One of the interesting issues is that most server vendors like to use
firmware-first (FFS), for various reasons that I won't go into. The side
effect of that is that we oftentimes don't even a stab at correcting the
problem.

This is especially troublesome for NVMe, which needs PCIe hotplug to work
correctly. When we do get a stab, it's after FFS can't handle a fatal error,
and we're told of it through ACPI tables. On x86, this happens through an
NMI, and as soon as we see a "fatal" error, we panic().

One problem with this FFS approach is that AER never even gets notified of
the issue. And even if a PCIe drive were to stop responding, nvme or higher
block drivers would notice something is wrong even without AER. Unless there
is a physical defect or silicon bug, AER can recover the link.
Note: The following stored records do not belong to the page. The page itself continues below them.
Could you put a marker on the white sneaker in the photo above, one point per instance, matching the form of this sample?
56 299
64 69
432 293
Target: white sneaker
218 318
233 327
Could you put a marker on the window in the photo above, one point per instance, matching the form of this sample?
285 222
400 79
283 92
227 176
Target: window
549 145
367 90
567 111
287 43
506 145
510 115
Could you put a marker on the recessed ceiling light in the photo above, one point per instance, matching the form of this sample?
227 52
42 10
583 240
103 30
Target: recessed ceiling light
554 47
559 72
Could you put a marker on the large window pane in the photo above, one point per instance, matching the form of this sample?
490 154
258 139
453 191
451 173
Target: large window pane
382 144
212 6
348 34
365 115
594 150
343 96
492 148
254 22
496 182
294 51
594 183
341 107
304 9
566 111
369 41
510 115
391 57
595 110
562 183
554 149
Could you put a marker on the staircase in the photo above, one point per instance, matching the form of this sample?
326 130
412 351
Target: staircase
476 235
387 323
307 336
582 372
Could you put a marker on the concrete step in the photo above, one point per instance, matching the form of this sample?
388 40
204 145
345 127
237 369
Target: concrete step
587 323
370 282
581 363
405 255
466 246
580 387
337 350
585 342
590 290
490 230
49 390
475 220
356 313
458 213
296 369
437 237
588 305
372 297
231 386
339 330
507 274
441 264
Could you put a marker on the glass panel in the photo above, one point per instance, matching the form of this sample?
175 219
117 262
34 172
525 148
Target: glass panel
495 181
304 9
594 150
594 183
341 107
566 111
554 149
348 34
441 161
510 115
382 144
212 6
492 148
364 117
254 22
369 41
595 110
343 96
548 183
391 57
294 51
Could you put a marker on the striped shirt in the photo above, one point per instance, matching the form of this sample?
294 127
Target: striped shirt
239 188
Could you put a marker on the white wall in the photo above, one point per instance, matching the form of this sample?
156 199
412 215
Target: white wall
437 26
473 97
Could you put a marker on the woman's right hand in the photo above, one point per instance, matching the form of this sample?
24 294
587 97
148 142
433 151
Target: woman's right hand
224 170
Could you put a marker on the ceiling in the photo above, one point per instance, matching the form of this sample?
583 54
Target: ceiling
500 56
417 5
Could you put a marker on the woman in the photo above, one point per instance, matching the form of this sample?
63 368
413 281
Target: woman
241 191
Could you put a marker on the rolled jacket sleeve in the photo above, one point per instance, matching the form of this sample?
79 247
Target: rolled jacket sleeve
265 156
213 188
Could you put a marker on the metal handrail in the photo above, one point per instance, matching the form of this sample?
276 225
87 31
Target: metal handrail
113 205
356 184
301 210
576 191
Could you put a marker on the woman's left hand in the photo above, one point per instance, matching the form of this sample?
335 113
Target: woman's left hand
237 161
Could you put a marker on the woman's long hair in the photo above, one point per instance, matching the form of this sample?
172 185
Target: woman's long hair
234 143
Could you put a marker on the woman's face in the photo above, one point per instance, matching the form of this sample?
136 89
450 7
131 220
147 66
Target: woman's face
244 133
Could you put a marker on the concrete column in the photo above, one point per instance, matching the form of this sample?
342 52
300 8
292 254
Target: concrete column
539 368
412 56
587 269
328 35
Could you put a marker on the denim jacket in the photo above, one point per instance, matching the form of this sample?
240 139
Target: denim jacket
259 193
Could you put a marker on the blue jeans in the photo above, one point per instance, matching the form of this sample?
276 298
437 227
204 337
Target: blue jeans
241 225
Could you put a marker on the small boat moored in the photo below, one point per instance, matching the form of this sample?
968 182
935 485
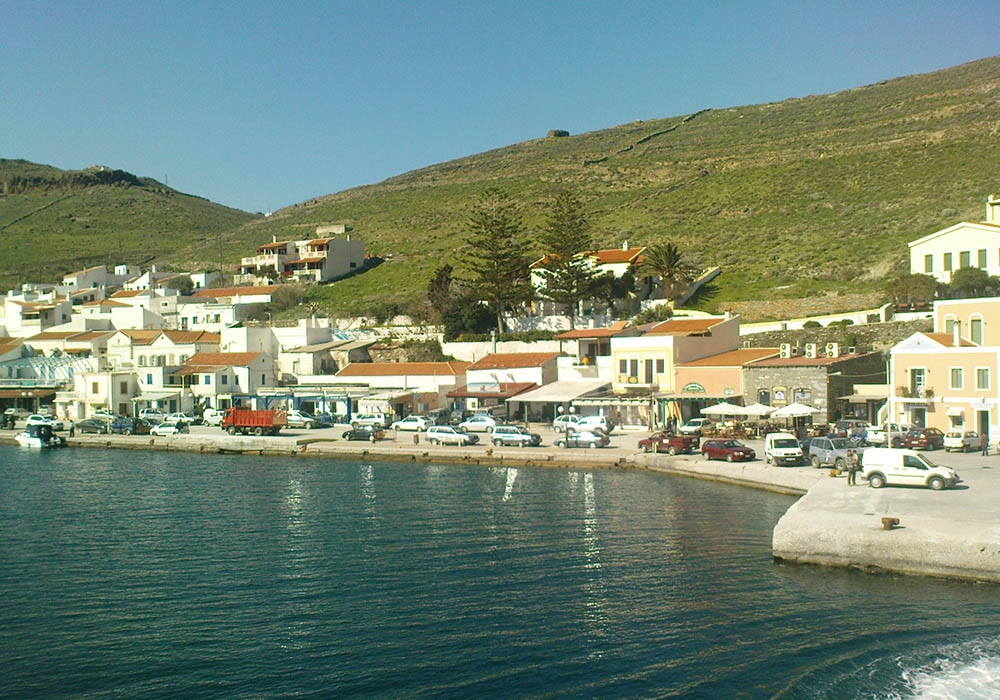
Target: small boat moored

Another issue we're seeing with FFS is that BIOSes assume than an OS will crash
on a fatal error reported through ACPI. Sometimes they will leave hardware in
a "kind of" working state, or will fail to re-arm the errors. From what I've
observed, this happens on hardware with silicon bugs. For example, PCIe root
ports are unaffected, but certain PCIe switches may stop issuing hotplug
interrupts. It's just another headache with FFS.

While I don't expect server vendors to drop FFS in favor of native AER control,
I do think we can harden linux against the idiosyncrasies of such systems. The
scope of these patches is to protect against poorly designed firmware, and
perform proper error handling when possible. It is not to make FFS a first
class citizen in error handling.

Alexandru Gagniuc (4):
acpi: apei: Return severity of GHES messages after handling
acpi: apei: Swap ghes_print_queued_estatus and ghes_proc_in_irq
acpi: apei: Do not panic() in NMI because of GHES messages
acpi: apei: Warn when GHES marks correctable errors as "fatal"

drivers/acpi/apei/ghes.c | 100 ++++++++++++++++++++++++++++++-----------------
1 file changed, 64 insertions(+), 36 deletions(-)

--
2.14.3